Estado vai abrir licitação para comprar armas indicadas para ‘tiro incapacitante’

Por O Dia

Rio - O governo do Rio, que tem como bandeira a pacificação de áreas violentas, quer se armar ainda mais para os grandes eventos. O estado vai lançar, no próximo mês, edital internacional para comprar 750 fuzis.

No edital, a justificativa é que o armamento, que tem calibre de guerra (7,62 mm), é o mais indicado ‘para um tiro incapacitante’ e ‘é o que mais se aplica nas necessidades de utilização no campo de operações em áreas conflagradas’.

Serão 600 armas para o Batalhão de Operações Especiais (Bope) da PM, que tem 420 homens. As outras 150 vão para a Coordenadoria Operacional de Recursos Especiais (Core) da Polícia Civil, que possui cerca de 300 agentes. O Estado do Rio deve gastar R$ 6,905 milhões na compra.

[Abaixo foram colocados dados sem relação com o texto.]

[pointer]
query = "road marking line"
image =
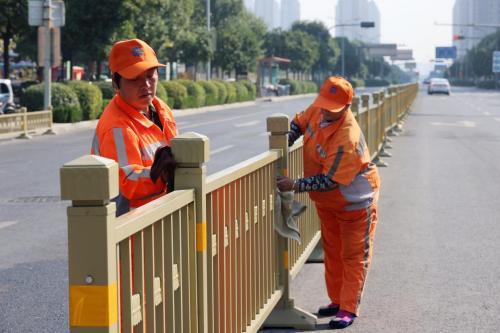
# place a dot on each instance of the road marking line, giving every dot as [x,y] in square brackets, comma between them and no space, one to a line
[221,149]
[463,123]
[247,124]
[6,224]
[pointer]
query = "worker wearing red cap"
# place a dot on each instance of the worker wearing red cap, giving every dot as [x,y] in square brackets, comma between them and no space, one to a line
[135,124]
[344,184]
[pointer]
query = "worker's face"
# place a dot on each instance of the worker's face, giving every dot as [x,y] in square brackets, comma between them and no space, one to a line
[139,92]
[332,116]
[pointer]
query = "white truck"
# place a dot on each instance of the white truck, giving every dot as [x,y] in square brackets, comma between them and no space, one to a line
[6,97]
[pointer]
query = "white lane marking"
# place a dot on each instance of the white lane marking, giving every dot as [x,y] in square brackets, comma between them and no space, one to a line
[6,224]
[247,124]
[221,149]
[463,123]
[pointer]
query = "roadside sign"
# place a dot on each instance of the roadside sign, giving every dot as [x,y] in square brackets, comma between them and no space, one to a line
[446,52]
[35,13]
[496,62]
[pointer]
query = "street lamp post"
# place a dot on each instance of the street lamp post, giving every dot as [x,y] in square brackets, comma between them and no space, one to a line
[208,29]
[363,24]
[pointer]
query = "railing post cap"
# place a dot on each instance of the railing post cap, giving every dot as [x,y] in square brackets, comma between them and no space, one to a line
[89,178]
[191,148]
[278,123]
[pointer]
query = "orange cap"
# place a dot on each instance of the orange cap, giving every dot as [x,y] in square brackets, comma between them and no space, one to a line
[335,93]
[132,57]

O armamento custará R%24 6%2C9 milhões e será distribuído a duas unidades de elite das polícias Civil e MilitarSeverino Silva / Agência O Dia

A aquisição dos fuzis não tem a ver apenas com a segurança da Copa do Mundo e das Olimpíadas, pois muitos dos equipamentos em uso, segundo o edital, estão ‘no final da vida útil operacional e defasado técnica e operacionalmente’. Os novos terão garantia de cinco anos.

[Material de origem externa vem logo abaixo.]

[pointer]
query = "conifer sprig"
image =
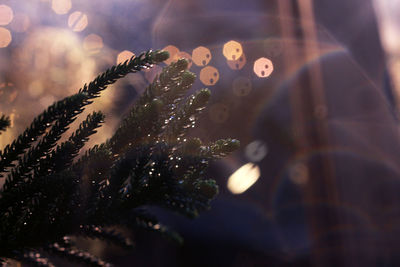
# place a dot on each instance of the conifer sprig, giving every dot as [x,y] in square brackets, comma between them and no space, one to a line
[148,161]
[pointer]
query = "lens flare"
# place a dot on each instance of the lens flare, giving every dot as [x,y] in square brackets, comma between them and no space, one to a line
[201,56]
[242,86]
[93,43]
[232,50]
[237,64]
[77,21]
[20,23]
[243,178]
[263,67]
[172,50]
[124,55]
[61,7]
[209,75]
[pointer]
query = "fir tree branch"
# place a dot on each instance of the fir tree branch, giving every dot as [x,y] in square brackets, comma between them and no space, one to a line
[110,236]
[75,255]
[76,102]
[4,122]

Especialista em segurança pública, ex-oficial do Bope e mestre em Antropologia, Paulo Storani disse que o calibre 7,62 mm não é o mais adequado para o policiamento ostensivo em áreas urbanas por causa da velocidade do disparo, que pode atingir não apenas o alvo, mas pessoas próximas.

“Porém, nas mãos de tropas especiais, em situações extremas, o 7,62 mm pode ser usado desde que se preservem as limitações táticas do calibre”.

Polícia Civil devolve armas excedentes

Se a Core se arma ainda mais, o mesmo não se pode dizer das outras unidades da Polícia Civil. Após um estudo realizado em 2012, a instituição viu a necessidade de redistribuir os fuzis nas delegacias, ‘a fim de adequar os armamentos com o número de policiais’.

Desde novembro, as unidades estão sendo convocadas gradativamente a devolver à Divisão de Fiscalização de Armas e Explosivos (Dfae) os armamentos considerados excedentes, para que eles sejam redistribuídos.